Peters anchored the announcement in KiwiRail’s latest financial result. The state owned operator booked a $73 million profit in the first half of the financial year — ahead of target — and lifted freight volumes by 7 percent at a time when road freight grew only 2 percent. The minister argued this was direct evidence that the long signposted shift of bulk and intermodal traffic from trucks back onto trains was finally happening, and that the case for continued capital investment in track, terminals and locomotives was being borne out in the operator’s books rather than in projection slides.
Figures attached to the announcement put rail’s annual contribution to the national economy at around $3.1 billion, and the Government noted that since 2019 the South Island has received $1.2 billion in rail spending across workshop rebuilds, new locomotives and infrastructure overhauls. That figure spans both Labour led and National led periods in office, a point Peters did not labour but which neatly underlined the bipartisan nature of the underlying capital programme even as the coalition has fought hard with the previous government over how the Interislander ferry replacement should be procured.
The Waltham opening lands in the same week that Trade Minister Todd McClay flew to New Delhi to sign the long awaited Free Trade Agreement with India, and the rail story is being deliberately threaded into the Government’s wider freight and exports narrative. A more reliable South Island rail backbone matters most for the dairy, meat, forestry and horticulture loads that move from inland processors to Lyttelton, Bluff and the South Island ports — the same export sectors the Indian deal is intended to expand.
Opposition response on the day was muted, in part because the locomotive order was first committed by the previous Labour government in 2020 and is not contested in principle. Labour transport spokesperson Tangi Utikere has spent most of the past year focused on the coalition’s handling of the Interislander ferry replacement rather than the locomotive programme. Green Party transport spokesperson Julie Anne Genter has consistently argued the Government should be putting more money into rail and less into roads of national significance, and neither party challenged the Waltham opening directly. Rail unions, including the Rail and Maritime Transport Union, have for several years pushed for the DX retirement and welcomed the arrival of the DM fleet at workshops they had feared would close.

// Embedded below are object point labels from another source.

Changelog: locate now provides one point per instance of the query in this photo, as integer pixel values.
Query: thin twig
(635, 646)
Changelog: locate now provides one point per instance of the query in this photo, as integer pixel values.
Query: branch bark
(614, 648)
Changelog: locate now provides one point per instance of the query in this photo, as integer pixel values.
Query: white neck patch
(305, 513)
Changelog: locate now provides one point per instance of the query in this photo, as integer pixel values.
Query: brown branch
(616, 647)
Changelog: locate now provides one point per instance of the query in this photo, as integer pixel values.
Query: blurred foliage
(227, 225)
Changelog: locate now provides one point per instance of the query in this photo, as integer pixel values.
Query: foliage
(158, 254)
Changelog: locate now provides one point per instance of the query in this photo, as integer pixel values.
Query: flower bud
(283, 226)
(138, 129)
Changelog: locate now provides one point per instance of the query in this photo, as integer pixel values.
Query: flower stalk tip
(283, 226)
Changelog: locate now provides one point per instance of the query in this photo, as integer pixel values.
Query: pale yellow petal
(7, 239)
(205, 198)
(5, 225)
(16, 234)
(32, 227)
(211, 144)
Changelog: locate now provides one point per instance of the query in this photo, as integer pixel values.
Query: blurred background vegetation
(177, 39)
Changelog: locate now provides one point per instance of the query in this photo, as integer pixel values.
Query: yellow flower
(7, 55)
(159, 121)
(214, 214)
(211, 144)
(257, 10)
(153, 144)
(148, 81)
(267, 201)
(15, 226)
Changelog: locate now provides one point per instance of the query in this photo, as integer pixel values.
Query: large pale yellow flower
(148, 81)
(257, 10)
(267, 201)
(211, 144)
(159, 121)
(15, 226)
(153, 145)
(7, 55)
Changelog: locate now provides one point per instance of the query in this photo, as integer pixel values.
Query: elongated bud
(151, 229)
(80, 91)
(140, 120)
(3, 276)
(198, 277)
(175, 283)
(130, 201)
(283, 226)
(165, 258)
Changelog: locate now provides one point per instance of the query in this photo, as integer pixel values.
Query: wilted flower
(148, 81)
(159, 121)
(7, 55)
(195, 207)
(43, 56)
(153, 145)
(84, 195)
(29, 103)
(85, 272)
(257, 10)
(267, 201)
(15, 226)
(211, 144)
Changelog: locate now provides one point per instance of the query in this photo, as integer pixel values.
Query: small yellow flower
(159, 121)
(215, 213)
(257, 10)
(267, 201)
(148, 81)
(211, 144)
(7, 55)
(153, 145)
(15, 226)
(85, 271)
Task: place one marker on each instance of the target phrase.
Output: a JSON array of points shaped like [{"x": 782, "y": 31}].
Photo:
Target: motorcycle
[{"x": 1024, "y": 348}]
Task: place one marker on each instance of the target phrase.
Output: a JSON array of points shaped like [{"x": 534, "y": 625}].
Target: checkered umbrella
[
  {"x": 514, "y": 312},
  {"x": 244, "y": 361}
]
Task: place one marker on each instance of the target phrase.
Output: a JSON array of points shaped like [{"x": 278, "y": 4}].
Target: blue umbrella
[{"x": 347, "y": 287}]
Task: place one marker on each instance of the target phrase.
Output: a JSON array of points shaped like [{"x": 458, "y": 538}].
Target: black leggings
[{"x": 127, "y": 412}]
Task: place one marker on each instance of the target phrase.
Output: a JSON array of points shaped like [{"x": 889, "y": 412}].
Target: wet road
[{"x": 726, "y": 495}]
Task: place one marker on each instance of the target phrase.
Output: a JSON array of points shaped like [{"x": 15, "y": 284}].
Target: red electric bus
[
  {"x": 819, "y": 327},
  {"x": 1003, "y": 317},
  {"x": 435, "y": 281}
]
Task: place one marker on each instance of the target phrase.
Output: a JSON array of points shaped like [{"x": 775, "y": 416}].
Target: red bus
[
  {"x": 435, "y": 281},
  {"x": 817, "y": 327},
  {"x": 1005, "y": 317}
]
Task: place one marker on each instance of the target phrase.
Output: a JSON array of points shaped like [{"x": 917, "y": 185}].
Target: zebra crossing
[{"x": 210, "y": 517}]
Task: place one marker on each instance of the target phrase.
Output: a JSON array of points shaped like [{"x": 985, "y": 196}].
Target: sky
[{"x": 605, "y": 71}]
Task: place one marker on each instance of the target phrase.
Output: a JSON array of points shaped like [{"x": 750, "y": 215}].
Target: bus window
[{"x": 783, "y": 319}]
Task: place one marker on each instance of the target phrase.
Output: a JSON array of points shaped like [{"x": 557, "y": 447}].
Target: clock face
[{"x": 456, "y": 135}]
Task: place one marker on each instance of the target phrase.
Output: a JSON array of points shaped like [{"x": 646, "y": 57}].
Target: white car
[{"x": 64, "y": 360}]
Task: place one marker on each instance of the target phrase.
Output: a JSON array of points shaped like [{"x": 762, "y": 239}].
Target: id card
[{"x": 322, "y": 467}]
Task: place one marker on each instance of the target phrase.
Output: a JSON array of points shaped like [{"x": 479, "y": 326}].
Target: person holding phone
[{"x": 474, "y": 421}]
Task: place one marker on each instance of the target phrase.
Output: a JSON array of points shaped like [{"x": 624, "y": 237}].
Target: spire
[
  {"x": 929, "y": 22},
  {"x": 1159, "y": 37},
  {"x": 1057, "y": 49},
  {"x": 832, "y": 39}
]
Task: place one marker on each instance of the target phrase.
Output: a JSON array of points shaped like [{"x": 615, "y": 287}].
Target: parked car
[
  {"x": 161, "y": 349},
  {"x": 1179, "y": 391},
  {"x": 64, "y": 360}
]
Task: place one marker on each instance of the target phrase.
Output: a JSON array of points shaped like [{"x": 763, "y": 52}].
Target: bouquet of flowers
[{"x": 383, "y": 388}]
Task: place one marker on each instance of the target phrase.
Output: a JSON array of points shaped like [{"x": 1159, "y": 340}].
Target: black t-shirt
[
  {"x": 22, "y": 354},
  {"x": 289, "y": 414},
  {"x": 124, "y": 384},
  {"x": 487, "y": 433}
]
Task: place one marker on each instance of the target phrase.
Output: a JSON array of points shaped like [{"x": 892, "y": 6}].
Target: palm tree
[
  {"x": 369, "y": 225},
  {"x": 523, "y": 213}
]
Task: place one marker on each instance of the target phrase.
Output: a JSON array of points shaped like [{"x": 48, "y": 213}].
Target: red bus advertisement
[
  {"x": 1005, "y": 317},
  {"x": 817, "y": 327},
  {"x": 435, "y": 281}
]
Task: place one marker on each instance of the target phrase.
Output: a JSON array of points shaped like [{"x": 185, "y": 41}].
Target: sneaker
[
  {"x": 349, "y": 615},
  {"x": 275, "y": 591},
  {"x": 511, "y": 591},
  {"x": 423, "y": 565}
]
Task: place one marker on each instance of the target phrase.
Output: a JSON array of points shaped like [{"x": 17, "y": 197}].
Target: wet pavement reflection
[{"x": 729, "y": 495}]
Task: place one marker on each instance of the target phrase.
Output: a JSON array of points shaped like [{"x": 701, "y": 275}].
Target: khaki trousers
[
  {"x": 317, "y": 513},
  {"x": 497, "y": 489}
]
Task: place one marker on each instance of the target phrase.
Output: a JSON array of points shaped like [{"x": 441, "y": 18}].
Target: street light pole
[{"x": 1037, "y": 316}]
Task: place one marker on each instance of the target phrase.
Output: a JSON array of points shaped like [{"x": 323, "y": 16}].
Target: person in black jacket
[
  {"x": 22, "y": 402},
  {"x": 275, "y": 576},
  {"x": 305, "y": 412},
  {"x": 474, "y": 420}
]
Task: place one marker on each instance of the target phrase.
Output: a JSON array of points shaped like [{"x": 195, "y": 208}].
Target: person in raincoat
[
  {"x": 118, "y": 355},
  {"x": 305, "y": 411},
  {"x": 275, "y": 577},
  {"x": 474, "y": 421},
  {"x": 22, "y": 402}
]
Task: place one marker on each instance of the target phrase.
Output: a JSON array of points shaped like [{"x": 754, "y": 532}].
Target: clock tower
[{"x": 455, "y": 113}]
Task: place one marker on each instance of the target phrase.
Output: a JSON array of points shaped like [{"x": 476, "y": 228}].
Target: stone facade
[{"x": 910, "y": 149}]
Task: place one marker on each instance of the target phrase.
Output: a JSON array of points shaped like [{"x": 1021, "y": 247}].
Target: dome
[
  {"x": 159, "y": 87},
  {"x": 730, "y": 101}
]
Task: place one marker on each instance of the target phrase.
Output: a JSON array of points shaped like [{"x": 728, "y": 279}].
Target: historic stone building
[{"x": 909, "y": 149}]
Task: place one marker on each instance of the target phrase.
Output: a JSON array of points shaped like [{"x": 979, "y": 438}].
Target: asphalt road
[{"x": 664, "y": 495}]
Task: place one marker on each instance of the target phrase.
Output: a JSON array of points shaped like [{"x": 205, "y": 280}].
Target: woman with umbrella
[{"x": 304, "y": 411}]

What the Government still has to deliver is the more politically charged half of the rail story — namely a credible replacement plan for the Cook Strait ferries after the cancellation of the iReX project in late 2023 and the more than $500 million already spent on the dropped contract. Peters has placed himself at the centre of that work as Rail Minister and as the lead minister on a ministerial advisory group whose initial outlay drew sharp criticism. Without a working roll on roll off ferry link across Cook Strait, the South Island locomotive fleet still has to break its load at Picton, and the freight share gains the minister celebrated this week remain partly hostage to whatever ship procurement decision the coalition finally lands on.
For now, the political optics of opening a workshop and unveiling a locomotive — both delivered, both visible, both attached to a profitable half year for KiwiRail — give the Government a rare chance to point to infrastructure already in service rather than promised. With the next election due in November, the rail rebuild is likely to feature prominently in coalition messaging on regional development and supply chain resilience over the months ahead.